I never used a vibrator until I hit menopause and then started having problems having orgasms. Once I started using them, I found I could not have one unless I used a Hitachi wand. My body got use to the intense vibration - and I had to retrain it to respond to other stimulation again. I started by retraining it to respond to other vibrators. Not all worked, but I found a couple of smaller ones that did. In my retraining efforts I figured out just how much of a part my brain plays in the whole process and I started concentrating on the pleasure and not worrying about orgasms, I found that fantasizing helped a lot with increasing the pleasure levels. This was not a simple process - and it took a lot of time - a lot of reading and research too. 

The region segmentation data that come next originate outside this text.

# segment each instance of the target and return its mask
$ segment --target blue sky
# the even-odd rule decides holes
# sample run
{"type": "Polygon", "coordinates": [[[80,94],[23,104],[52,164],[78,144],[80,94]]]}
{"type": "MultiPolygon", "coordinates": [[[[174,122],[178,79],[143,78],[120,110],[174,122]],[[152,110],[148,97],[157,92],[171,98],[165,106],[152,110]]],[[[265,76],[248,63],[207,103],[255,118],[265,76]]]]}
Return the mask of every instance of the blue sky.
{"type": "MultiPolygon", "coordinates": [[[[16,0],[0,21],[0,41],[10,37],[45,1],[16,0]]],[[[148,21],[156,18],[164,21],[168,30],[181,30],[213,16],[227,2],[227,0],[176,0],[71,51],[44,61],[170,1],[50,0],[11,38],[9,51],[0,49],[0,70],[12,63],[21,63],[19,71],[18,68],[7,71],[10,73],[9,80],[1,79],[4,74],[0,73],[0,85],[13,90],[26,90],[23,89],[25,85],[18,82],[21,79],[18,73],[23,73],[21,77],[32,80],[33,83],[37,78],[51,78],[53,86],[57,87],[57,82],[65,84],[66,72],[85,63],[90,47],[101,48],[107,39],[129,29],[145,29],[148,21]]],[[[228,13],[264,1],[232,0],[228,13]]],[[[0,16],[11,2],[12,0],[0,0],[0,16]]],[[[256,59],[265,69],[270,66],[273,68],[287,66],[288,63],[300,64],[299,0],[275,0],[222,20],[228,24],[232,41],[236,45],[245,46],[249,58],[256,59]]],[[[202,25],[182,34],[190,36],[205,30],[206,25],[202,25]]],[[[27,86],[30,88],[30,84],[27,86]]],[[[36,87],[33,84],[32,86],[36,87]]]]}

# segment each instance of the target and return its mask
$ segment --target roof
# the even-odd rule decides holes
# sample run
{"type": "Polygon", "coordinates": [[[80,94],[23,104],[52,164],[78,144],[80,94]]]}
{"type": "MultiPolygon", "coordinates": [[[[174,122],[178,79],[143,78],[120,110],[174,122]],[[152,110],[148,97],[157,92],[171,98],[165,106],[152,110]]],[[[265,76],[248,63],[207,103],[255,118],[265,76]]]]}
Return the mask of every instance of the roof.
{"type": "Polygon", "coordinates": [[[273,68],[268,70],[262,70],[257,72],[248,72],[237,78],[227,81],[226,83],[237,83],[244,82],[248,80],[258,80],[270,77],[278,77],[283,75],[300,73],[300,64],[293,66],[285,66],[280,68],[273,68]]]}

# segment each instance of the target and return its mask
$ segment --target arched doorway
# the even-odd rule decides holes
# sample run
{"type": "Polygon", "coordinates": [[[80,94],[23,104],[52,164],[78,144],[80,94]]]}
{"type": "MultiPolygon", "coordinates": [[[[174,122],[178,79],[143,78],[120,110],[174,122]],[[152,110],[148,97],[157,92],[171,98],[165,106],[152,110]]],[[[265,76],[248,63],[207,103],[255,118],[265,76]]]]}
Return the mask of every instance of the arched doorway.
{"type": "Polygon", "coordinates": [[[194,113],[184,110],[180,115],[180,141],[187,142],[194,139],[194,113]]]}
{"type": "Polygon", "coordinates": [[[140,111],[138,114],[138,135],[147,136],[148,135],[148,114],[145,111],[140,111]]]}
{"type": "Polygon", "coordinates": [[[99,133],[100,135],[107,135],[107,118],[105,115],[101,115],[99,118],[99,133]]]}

I had been trying on and off to cum without any vibrator and was not successful for many months - until one night. I was really really horny. We had gone to visit one of our married kids - and I didn't pack the vibrator. We had sex late one night - but I didn't cum. As I lay there - totally frustrated - and hubby was snoring contently by my side. I started to just rub myself - using a lot of lube - and started playing scenes in my head that turned me on. It took a while - I think it was close to 2 hours (I would quit for several minutes and then start up again), and I finally went over the edge. Let me tell you - it was really a very intense orgasm. 

Once I knew it was possible - I kept trying to do it again, and again - solo only at first and when I was really really horny (I stopped using the vibrator completely - so I was horny a lot) I only did it when I had a lot of time but I also put a time limit on it so that I concentrated mostly on feeling pleasure - and stopped after the time limit even if I had not cum yet (this helped make me even hornier the next time). I found the more it happened, the more I got use to orgasming manually and the easier it became. When I could cum regularly without a vibrator alone - then I started working on doing it with hubby. I did a similar technique with learning to have multiples and now also have multiples regularly. Now I am working on having an orgasm with PIV and no other stimulation. I have had success stopping all other stimulation right before going over the edge - so that the actual orgasm is PIV happened with thrusting onlu, so I think this too may be possible. But frankly - manual stimulation is still brings about the more intense orgasms - so not really all that concerned about it. I am more or less just curious if it can also be learned. Experience thus far is telling me it can. 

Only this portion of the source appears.